Argani et al. [31] reported strong nuclear immunoreactivity for TFE3 in tumors characterized by a chromosomal translocation involving the TFE3 gene. All 19 ASPSs and 20 of 21 pediatric renal cell carcinomas with Xp11.2 translocations stained for TFE3. Among 1,476 other tumors from 16 different organ sites, only 6 were positive (sensitivity 97.5%, specificity 99.6%). In our case, the tumor cells were strongly positive for TFE3. The result was same as the case reported by Roma [24]. To the best of our knowledge, this is the second female genital tract ASPS reported with positive immunoreactivity for TFE3.
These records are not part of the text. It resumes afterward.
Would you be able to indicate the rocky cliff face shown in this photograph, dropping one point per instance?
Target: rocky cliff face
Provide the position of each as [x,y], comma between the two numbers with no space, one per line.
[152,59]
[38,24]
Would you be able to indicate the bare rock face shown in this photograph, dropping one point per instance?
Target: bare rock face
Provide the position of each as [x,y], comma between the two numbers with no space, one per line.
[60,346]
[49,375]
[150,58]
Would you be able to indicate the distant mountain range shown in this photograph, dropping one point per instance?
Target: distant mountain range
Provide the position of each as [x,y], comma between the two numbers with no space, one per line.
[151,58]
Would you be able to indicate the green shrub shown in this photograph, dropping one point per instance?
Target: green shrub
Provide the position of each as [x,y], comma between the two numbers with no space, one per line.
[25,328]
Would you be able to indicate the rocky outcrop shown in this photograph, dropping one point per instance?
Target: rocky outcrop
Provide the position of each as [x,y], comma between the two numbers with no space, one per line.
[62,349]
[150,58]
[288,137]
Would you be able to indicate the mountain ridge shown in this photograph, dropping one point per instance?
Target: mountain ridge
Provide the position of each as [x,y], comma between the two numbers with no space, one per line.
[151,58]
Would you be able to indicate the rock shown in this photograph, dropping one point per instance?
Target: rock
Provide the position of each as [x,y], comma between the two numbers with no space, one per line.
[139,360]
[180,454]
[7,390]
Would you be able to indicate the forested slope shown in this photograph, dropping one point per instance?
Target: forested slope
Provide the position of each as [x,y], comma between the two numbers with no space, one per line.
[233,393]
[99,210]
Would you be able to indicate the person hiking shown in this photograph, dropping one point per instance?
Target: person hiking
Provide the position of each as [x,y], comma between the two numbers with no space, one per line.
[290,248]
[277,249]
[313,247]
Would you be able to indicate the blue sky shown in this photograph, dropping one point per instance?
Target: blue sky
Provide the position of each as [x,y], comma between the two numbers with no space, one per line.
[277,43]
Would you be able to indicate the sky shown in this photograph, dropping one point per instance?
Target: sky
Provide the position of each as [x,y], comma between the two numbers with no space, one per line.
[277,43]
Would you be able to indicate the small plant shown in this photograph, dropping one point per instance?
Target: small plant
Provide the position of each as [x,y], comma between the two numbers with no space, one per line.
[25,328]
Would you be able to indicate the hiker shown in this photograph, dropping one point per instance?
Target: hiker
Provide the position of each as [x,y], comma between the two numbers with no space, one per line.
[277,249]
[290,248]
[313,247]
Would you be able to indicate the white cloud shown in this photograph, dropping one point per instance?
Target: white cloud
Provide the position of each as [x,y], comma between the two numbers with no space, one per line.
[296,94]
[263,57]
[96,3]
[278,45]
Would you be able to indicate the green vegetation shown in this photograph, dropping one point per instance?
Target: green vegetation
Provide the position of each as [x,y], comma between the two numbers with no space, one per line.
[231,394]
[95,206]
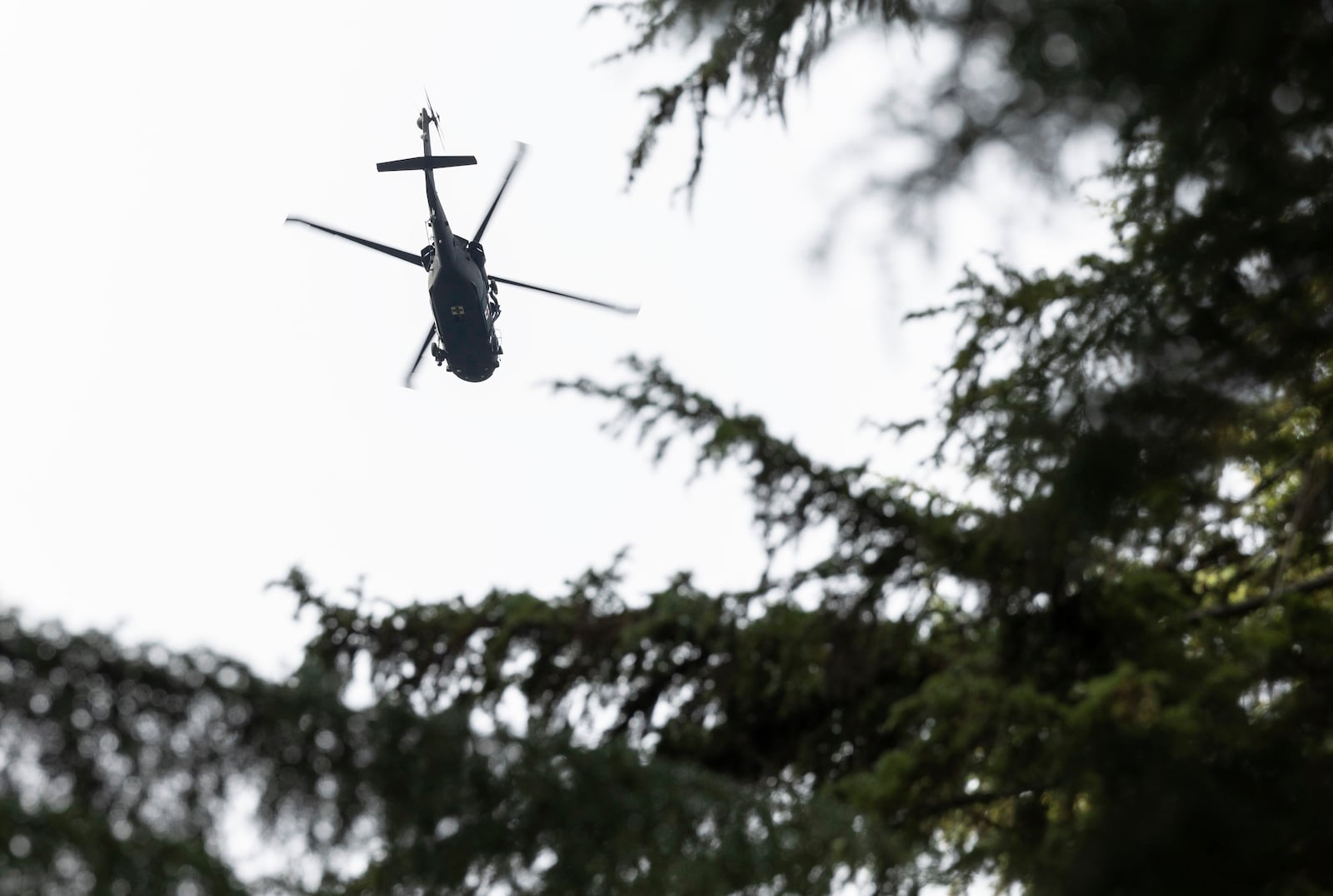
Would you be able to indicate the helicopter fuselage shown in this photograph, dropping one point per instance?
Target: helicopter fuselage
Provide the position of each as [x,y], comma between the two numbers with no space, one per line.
[463,307]
[463,295]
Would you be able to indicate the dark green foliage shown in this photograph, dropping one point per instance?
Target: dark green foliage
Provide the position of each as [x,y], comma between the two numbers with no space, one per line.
[1110,671]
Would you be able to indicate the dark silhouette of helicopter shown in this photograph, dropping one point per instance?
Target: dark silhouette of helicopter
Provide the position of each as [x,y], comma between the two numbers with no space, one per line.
[464,299]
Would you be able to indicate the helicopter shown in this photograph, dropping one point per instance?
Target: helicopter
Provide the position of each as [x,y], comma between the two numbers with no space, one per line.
[464,299]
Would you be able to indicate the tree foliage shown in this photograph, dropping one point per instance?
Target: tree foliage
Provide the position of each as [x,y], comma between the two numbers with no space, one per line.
[1106,668]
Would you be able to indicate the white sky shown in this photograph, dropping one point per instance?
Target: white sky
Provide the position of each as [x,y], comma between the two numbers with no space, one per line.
[195,397]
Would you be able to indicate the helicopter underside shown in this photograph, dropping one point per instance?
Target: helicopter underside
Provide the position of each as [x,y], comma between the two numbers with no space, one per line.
[462,317]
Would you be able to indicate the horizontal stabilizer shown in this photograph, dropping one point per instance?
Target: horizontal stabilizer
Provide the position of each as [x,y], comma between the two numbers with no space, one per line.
[423,163]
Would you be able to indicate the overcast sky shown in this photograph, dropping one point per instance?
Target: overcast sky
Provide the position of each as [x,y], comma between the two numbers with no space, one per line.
[197,397]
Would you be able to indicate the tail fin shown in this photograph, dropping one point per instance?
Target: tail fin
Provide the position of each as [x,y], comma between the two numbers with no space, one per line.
[427,163]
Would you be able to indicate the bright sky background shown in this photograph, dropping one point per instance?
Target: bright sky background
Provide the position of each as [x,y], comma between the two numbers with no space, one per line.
[197,397]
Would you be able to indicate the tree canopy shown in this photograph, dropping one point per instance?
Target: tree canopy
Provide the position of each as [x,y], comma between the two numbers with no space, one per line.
[1110,671]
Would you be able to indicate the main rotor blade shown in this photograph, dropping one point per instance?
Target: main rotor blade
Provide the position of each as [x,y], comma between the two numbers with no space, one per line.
[523,148]
[624,310]
[411,257]
[420,355]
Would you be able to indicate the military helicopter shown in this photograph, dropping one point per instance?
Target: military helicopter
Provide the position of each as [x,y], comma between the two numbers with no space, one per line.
[464,299]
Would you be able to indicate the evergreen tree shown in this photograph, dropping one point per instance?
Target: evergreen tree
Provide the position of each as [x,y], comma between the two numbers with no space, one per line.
[1110,674]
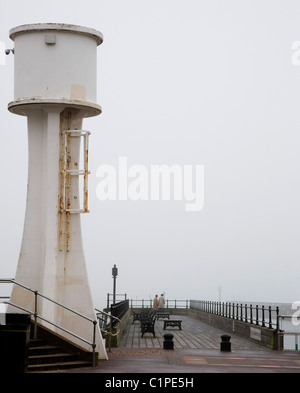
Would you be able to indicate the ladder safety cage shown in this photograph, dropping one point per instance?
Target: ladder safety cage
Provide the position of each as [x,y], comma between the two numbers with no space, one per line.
[75,172]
Among 38 cases in GYN, only 3 of cases had TFE stains, all cases were positive. Among the ASPS cases with the involvement of female genital tract , ASPSs in the uterine corpus and cervix have an apparently good prognosis compared that in the female genital tract other than uterus . Majority cases (0/9) of ASPS involving the uterine corpus were not associated with recurrence. The case during the procedure enlarged para-aortic lymph nodes were noted. Of the 20 cases involving the cervix/lower uterine segment, only one patient showed tumor metastasis [5], one recurred twice after the patient was treated with cryotherapy prior to the correct diagnosis was rendered [8], and 1 case recurred 4 years after an excisional biopsy [17]. All patients with uterine ASPS with follow-up were alive and well at the time of last follow-up. In contrast, one of six patients with vaginal ASPS died as a result of the tumor. This patient had a recurrence 4 months after local excision and external radiation therapy for a 3-cm, right vaginal wall mass. The patient died of the disease with pulmonary metastases 25 months later [4,6]. Another patient had a recurrent 1.5-cm mass found 4 months after the initial diagnosis [10]. We here report the case involving the lower uterine segment with paraortic lymph node metastasis. To the best of our knowledge, this is the first case that patient had such presentation.
The relatively favorable prognosis of ASPS in the female genital tract (in contrast to other sites) might be related to the relatively small tumor size (<5 cm) of the tumors in almost all the cases. Roma reported a case with a total abdominal hysterectomy for uterine leiomyomas. a ASPS tumor with small size was identified accidently . The abnormal uterine bleeding may be the most symptom for the patients with ASPS in low female genital tract. Of the 20 cases arising in the cervix or lower uterine segment previously reported in the literature, 16 (80%) patients had abnormal uterine bleeding. Of the four remaining cases, two patients had a cervical nodule identified preoperatively and the other two had severe menstrual cramping. In our case, the patient had severe dysmenorrhea before the imaging examination revealed a tumor involving the lower uterine segment and upper endocervix. The patient was well without any evidence of recurrence for 9 months after the surgery. Larger number of cases with longer follow up will help to understand the nature of these unusual cases.